Saverio Ansaldi vient de publier aux éditions L’Harmattan un livre La tentative schellingienne, un système de la liberté est-il possible ? [1] qui présente un grand intérêt, parce qu’il redonne toute sa complexité à un penseur qu’on classe trop vite parmi les philosophes mystiques et réactionnaires. Saverio Ansaldi ne cache pas que le dernier Schelling s’est enferré dans des contradictions insurmontables et a cherché souvent des solutions à ces contradictions dans des coups de force idéalistes à connotations mystiques, mais il montre aussi qu’il y a chez le Schelling des Recherches sur l’essence de la liberté humaine des développements originaux sur la liberté et la pensée qui rompent avec toute philosophie de l’identité.

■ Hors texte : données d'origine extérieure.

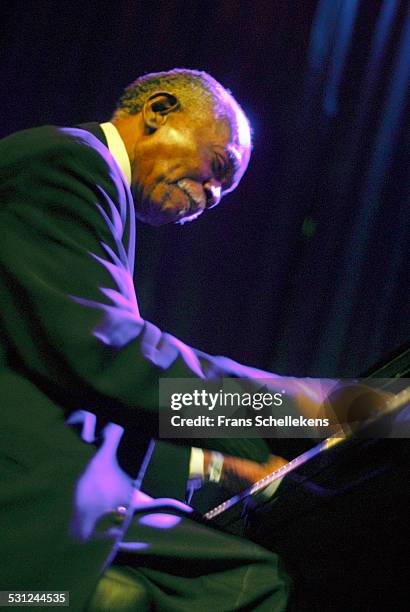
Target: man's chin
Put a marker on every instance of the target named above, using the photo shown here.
(157, 215)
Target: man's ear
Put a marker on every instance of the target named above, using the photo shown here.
(156, 109)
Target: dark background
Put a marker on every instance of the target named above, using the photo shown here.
(304, 269)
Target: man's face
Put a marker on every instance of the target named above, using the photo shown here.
(185, 167)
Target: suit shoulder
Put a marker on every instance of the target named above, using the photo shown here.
(51, 144)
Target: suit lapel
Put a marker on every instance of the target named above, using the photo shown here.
(95, 130)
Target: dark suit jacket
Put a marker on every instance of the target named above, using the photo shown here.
(72, 342)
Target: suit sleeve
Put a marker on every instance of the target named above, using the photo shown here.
(72, 313)
(72, 322)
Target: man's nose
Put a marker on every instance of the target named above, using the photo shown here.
(213, 193)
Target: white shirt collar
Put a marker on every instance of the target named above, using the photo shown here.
(117, 149)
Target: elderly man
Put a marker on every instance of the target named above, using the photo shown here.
(76, 353)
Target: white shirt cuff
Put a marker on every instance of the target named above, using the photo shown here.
(196, 463)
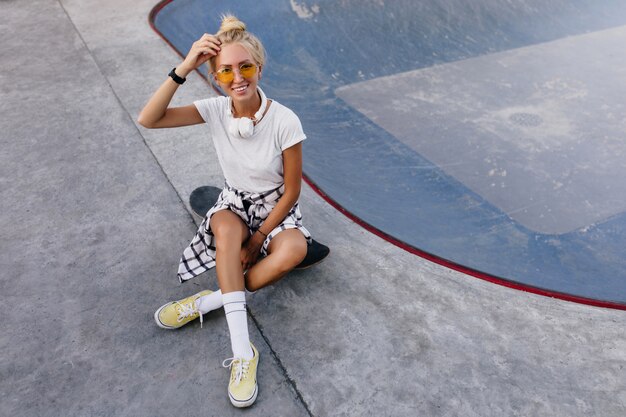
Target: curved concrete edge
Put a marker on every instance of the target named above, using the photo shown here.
(433, 257)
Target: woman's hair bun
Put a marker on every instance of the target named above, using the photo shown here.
(231, 23)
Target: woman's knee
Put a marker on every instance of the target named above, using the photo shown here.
(291, 250)
(227, 226)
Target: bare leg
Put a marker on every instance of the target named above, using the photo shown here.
(230, 232)
(286, 250)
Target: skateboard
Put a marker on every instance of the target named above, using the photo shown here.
(203, 198)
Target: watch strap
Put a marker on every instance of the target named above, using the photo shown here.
(175, 77)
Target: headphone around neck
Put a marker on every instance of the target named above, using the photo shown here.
(243, 127)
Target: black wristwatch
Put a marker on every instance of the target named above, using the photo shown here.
(175, 77)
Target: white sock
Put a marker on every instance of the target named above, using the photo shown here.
(210, 302)
(237, 318)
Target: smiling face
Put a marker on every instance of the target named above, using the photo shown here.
(241, 90)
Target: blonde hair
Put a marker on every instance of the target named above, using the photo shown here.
(233, 30)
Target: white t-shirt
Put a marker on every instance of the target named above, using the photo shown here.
(253, 164)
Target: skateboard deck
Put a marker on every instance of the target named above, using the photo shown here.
(203, 198)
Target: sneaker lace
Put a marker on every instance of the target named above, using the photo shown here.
(242, 367)
(185, 310)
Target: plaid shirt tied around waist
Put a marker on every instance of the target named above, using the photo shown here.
(253, 209)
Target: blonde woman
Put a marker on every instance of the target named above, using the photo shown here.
(253, 234)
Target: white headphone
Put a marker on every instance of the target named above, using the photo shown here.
(243, 127)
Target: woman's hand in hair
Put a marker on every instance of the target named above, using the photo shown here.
(201, 51)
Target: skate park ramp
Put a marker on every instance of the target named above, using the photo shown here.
(487, 136)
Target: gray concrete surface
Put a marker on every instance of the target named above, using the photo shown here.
(94, 218)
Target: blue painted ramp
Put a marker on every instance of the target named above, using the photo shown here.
(490, 137)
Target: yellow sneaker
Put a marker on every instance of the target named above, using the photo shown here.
(242, 388)
(176, 314)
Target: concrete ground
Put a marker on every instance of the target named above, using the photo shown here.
(95, 216)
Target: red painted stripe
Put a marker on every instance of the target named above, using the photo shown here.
(411, 249)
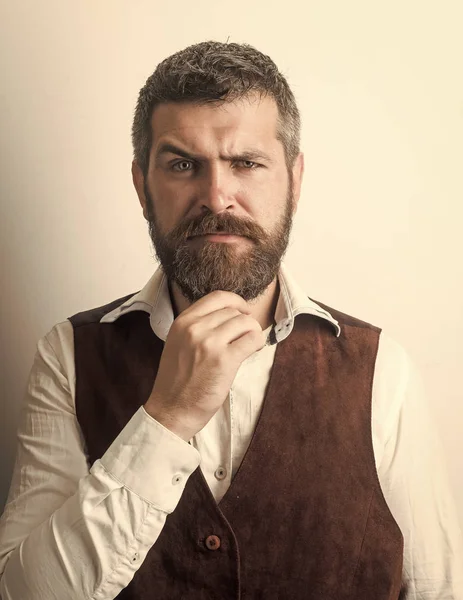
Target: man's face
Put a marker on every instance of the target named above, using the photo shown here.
(218, 168)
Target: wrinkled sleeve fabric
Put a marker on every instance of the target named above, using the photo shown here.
(92, 524)
(414, 479)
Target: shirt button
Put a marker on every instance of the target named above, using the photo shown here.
(221, 473)
(212, 542)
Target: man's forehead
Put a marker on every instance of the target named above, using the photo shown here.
(247, 117)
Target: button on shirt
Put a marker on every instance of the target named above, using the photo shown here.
(94, 524)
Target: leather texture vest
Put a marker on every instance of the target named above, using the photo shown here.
(304, 517)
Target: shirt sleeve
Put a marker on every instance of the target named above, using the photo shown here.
(414, 478)
(93, 526)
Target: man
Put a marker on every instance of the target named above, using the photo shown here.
(219, 434)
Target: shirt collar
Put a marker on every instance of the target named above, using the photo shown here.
(154, 299)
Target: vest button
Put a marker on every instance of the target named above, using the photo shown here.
(220, 473)
(212, 542)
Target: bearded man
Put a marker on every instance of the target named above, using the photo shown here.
(219, 434)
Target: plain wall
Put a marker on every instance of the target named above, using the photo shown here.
(378, 230)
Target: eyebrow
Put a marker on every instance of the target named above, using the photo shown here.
(251, 154)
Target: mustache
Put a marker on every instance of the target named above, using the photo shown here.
(211, 223)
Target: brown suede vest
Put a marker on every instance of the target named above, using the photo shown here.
(304, 517)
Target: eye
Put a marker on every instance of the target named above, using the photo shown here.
(182, 166)
(248, 164)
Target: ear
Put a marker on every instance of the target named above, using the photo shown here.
(298, 173)
(139, 183)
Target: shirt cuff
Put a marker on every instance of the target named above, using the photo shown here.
(151, 461)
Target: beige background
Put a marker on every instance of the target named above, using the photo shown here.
(378, 231)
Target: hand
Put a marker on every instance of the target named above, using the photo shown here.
(203, 351)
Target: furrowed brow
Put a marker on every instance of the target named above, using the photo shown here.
(172, 149)
(251, 154)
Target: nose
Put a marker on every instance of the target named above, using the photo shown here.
(217, 188)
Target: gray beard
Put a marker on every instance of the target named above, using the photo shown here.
(220, 266)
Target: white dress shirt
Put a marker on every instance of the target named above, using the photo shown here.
(71, 530)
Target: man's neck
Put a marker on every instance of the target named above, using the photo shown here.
(262, 309)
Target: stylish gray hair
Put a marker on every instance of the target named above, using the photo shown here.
(215, 72)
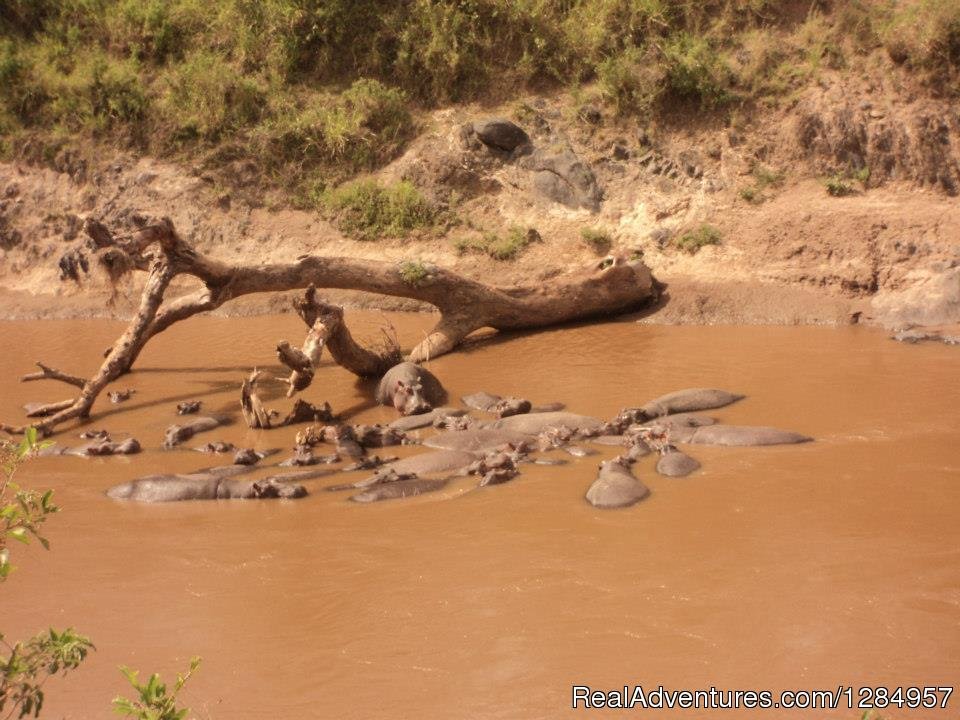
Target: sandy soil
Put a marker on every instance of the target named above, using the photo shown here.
(888, 254)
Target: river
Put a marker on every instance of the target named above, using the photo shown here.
(797, 567)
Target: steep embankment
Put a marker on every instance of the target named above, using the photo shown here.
(776, 162)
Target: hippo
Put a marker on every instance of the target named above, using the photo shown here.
(411, 389)
(536, 423)
(400, 489)
(481, 400)
(414, 422)
(202, 486)
(477, 440)
(743, 435)
(176, 434)
(189, 407)
(685, 401)
(439, 462)
(616, 487)
(674, 463)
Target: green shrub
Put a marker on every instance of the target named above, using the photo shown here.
(926, 35)
(838, 186)
(206, 98)
(366, 210)
(598, 240)
(154, 701)
(414, 273)
(692, 240)
(695, 71)
(500, 247)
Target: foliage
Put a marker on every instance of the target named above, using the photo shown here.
(506, 247)
(154, 701)
(764, 178)
(366, 210)
(318, 91)
(692, 240)
(598, 240)
(22, 511)
(25, 666)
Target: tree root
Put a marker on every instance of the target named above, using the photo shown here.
(615, 285)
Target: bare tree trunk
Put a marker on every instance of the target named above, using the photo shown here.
(466, 305)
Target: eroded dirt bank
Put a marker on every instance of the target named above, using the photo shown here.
(788, 252)
(771, 567)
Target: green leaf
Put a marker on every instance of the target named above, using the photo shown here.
(19, 534)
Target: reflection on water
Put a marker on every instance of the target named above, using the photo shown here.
(786, 567)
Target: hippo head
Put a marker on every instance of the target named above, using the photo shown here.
(408, 398)
(274, 489)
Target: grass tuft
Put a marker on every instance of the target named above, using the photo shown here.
(366, 210)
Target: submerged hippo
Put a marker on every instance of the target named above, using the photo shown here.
(674, 463)
(615, 487)
(477, 440)
(399, 489)
(743, 435)
(536, 423)
(176, 434)
(203, 486)
(689, 400)
(414, 422)
(411, 389)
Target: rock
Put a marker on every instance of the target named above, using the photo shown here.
(616, 487)
(674, 463)
(562, 177)
(501, 134)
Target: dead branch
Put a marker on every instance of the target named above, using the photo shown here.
(49, 373)
(465, 305)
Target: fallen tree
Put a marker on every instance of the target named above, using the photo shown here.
(612, 286)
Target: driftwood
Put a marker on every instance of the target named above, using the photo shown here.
(465, 305)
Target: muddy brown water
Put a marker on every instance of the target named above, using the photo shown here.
(809, 566)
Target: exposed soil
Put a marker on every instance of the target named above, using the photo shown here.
(889, 252)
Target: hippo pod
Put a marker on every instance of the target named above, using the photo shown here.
(440, 462)
(616, 487)
(205, 486)
(411, 389)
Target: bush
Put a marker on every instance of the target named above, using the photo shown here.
(206, 98)
(507, 247)
(692, 240)
(414, 273)
(366, 210)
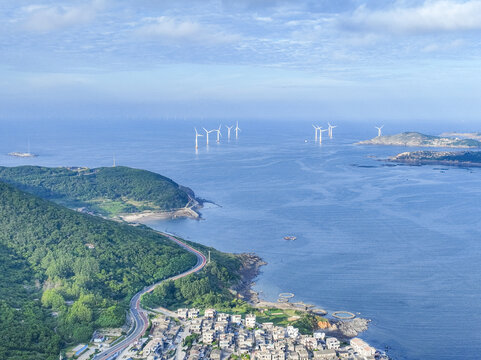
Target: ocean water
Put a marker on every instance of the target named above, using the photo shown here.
(398, 244)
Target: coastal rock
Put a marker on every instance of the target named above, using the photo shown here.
(352, 328)
(251, 264)
(324, 324)
(456, 158)
(422, 140)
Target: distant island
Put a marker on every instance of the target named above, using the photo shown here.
(19, 154)
(473, 135)
(455, 158)
(421, 140)
(112, 192)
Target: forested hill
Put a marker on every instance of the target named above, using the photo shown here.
(80, 267)
(107, 191)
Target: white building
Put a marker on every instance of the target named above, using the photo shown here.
(325, 354)
(183, 313)
(332, 343)
(236, 319)
(209, 313)
(193, 313)
(208, 337)
(250, 320)
(292, 332)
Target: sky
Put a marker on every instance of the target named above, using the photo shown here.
(266, 59)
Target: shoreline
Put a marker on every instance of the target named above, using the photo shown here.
(251, 269)
(434, 162)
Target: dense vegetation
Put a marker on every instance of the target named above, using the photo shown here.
(26, 330)
(207, 288)
(81, 268)
(107, 190)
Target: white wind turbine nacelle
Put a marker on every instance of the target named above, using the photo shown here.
(330, 129)
(207, 132)
(320, 134)
(316, 129)
(219, 134)
(229, 128)
(196, 137)
(237, 129)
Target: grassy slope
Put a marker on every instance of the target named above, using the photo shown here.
(108, 191)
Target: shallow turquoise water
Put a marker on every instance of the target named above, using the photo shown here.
(399, 244)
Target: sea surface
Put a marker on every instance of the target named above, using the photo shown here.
(400, 245)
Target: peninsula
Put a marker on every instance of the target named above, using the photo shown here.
(453, 158)
(421, 140)
(19, 154)
(112, 192)
(68, 279)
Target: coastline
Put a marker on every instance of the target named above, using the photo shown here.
(188, 213)
(435, 162)
(251, 269)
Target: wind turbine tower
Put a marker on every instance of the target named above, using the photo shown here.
(207, 132)
(316, 128)
(218, 133)
(330, 129)
(229, 128)
(379, 132)
(237, 129)
(320, 134)
(196, 137)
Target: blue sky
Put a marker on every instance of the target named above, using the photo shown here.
(343, 59)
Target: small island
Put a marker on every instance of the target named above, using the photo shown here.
(452, 158)
(19, 154)
(422, 140)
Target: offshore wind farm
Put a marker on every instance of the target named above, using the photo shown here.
(271, 183)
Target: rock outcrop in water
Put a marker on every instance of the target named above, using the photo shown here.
(418, 139)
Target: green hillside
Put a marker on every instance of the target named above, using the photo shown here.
(82, 268)
(107, 191)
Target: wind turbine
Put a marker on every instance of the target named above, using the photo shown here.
(196, 137)
(379, 132)
(316, 128)
(207, 132)
(218, 133)
(330, 129)
(320, 134)
(237, 129)
(228, 131)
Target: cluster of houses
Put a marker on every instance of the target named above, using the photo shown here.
(224, 336)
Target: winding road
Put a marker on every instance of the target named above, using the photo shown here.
(139, 315)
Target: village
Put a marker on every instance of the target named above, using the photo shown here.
(188, 334)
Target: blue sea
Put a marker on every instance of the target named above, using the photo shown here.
(400, 245)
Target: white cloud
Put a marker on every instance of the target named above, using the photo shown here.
(171, 29)
(432, 16)
(46, 18)
(437, 47)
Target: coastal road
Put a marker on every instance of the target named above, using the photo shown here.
(139, 315)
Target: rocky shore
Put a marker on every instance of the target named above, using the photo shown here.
(421, 140)
(449, 158)
(250, 270)
(251, 264)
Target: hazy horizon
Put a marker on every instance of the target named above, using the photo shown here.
(276, 59)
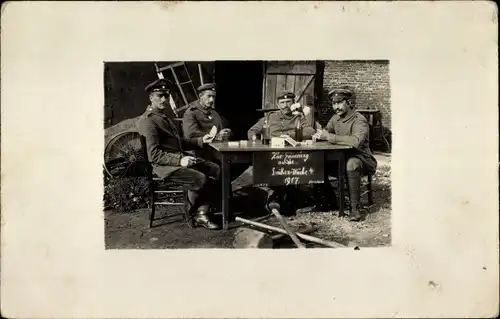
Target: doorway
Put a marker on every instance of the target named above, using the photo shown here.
(239, 94)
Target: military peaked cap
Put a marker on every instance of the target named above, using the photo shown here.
(286, 95)
(339, 95)
(206, 86)
(160, 85)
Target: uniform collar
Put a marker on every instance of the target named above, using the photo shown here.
(151, 110)
(203, 109)
(348, 117)
(287, 117)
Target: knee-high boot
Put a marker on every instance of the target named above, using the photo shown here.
(354, 180)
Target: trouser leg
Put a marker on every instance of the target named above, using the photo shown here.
(197, 181)
(354, 169)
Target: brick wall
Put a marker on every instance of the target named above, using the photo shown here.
(368, 79)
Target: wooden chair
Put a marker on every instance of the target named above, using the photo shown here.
(173, 194)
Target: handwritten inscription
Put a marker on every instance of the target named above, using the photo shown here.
(288, 168)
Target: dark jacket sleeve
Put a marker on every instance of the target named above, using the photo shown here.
(156, 153)
(330, 126)
(192, 143)
(307, 130)
(191, 132)
(190, 127)
(256, 129)
(360, 131)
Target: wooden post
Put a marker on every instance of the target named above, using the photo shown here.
(201, 74)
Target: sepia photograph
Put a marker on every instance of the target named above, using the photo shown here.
(193, 159)
(247, 154)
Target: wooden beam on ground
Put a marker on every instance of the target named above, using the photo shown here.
(287, 228)
(300, 235)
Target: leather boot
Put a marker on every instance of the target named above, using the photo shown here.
(354, 180)
(202, 219)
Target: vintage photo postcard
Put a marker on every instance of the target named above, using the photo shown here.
(249, 159)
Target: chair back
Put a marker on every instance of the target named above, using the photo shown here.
(149, 167)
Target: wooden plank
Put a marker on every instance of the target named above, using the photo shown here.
(304, 85)
(280, 83)
(290, 82)
(300, 82)
(270, 96)
(291, 67)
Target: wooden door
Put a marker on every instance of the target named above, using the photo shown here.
(294, 76)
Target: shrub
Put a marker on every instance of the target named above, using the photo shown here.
(125, 194)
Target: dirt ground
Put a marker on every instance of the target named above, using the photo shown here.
(131, 230)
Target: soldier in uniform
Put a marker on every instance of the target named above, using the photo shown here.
(166, 151)
(199, 119)
(349, 127)
(284, 121)
(280, 122)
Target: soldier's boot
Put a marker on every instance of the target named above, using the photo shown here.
(354, 180)
(202, 219)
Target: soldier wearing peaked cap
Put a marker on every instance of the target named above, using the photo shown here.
(280, 122)
(349, 127)
(199, 119)
(167, 152)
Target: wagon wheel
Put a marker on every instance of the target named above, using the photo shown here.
(124, 156)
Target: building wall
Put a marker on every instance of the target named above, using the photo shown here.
(370, 81)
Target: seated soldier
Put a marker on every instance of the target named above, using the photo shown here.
(166, 151)
(280, 122)
(199, 119)
(349, 127)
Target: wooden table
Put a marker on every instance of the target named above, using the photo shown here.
(244, 154)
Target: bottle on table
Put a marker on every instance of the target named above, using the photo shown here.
(266, 133)
(298, 130)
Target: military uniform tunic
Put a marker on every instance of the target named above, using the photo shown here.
(280, 124)
(198, 121)
(353, 130)
(165, 146)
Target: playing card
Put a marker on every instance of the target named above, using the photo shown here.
(213, 131)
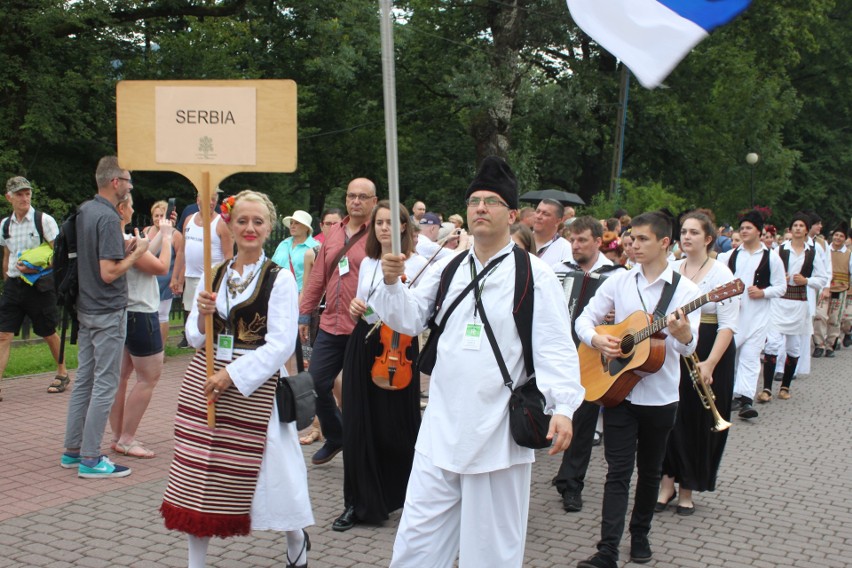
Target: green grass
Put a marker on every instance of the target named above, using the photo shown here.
(35, 358)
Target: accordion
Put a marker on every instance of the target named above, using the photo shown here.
(579, 287)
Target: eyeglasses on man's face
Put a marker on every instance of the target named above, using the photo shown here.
(489, 202)
(358, 196)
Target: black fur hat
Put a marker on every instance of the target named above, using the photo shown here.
(805, 218)
(842, 227)
(755, 218)
(495, 175)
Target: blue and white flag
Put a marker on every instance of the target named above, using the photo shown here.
(652, 36)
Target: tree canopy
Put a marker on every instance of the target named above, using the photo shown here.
(515, 78)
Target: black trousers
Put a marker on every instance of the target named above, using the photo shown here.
(326, 363)
(634, 435)
(575, 460)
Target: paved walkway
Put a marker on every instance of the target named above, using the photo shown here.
(783, 497)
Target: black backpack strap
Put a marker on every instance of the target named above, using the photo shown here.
(732, 260)
(446, 277)
(784, 253)
(39, 225)
(523, 305)
(666, 297)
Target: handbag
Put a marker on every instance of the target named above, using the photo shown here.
(296, 396)
(527, 421)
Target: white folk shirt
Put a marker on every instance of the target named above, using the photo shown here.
(824, 255)
(426, 247)
(727, 312)
(754, 312)
(621, 292)
(466, 425)
(841, 250)
(555, 250)
(793, 317)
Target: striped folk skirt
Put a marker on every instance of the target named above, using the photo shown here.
(214, 472)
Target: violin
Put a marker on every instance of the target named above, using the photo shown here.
(392, 370)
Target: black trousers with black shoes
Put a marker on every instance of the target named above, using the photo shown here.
(575, 461)
(635, 435)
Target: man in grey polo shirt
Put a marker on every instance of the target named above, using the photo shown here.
(103, 259)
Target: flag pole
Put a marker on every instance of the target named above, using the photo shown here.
(621, 126)
(208, 284)
(389, 88)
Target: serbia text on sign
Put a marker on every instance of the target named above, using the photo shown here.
(193, 116)
(206, 125)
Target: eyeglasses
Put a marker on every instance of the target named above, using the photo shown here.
(358, 196)
(489, 202)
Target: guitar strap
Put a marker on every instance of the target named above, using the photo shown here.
(666, 297)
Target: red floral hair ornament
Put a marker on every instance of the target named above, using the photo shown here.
(226, 207)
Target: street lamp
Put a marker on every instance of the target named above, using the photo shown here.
(751, 159)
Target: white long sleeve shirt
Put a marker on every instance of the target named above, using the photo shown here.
(627, 292)
(255, 367)
(466, 426)
(754, 312)
(794, 317)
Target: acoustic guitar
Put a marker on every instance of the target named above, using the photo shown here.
(643, 347)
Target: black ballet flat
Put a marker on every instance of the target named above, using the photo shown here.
(660, 507)
(306, 547)
(345, 521)
(685, 511)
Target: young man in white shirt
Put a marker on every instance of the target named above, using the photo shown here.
(468, 494)
(636, 430)
(549, 244)
(762, 273)
(790, 319)
(833, 299)
(586, 237)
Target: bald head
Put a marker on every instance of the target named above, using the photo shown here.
(360, 199)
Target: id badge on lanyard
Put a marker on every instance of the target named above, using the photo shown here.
(225, 347)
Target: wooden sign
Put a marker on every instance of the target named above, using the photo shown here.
(218, 127)
(207, 131)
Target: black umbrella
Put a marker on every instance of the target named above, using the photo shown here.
(563, 197)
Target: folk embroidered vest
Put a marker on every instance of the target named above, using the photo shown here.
(840, 270)
(248, 319)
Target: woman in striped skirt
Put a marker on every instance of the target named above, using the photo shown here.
(247, 473)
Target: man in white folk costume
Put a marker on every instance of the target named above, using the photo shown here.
(469, 490)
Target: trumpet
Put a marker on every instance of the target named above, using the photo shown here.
(705, 393)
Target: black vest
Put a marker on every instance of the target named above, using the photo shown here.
(761, 275)
(248, 320)
(580, 286)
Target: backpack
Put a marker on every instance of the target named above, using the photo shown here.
(522, 310)
(39, 227)
(65, 276)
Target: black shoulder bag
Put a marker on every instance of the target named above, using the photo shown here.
(527, 421)
(296, 396)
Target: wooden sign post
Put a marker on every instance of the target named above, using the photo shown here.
(207, 131)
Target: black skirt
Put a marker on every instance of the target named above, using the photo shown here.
(694, 452)
(379, 431)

Schelling ne fait pas de la liberté la manifestation d’un libre-arbitre, mais la conçoit comme une détermination de l’être, plus précisément l’être en tant que devenir, en tant que différence par rapport au fondement, c’est-à-dire en tant que pensée finie. La pensée de la liberté doit se faire ontologie de la liberté, production de différences contre les fixations identitaires. Il y a un système de la liberté (ce qui donne cohésion à cette dernière dans son mouvement de différenciation) qui ne doit pas être confondu avec un déploiement conceptuel réduisant la différence, mais doit être conçu comme une façon de produire et d’assumer les différences comme positives.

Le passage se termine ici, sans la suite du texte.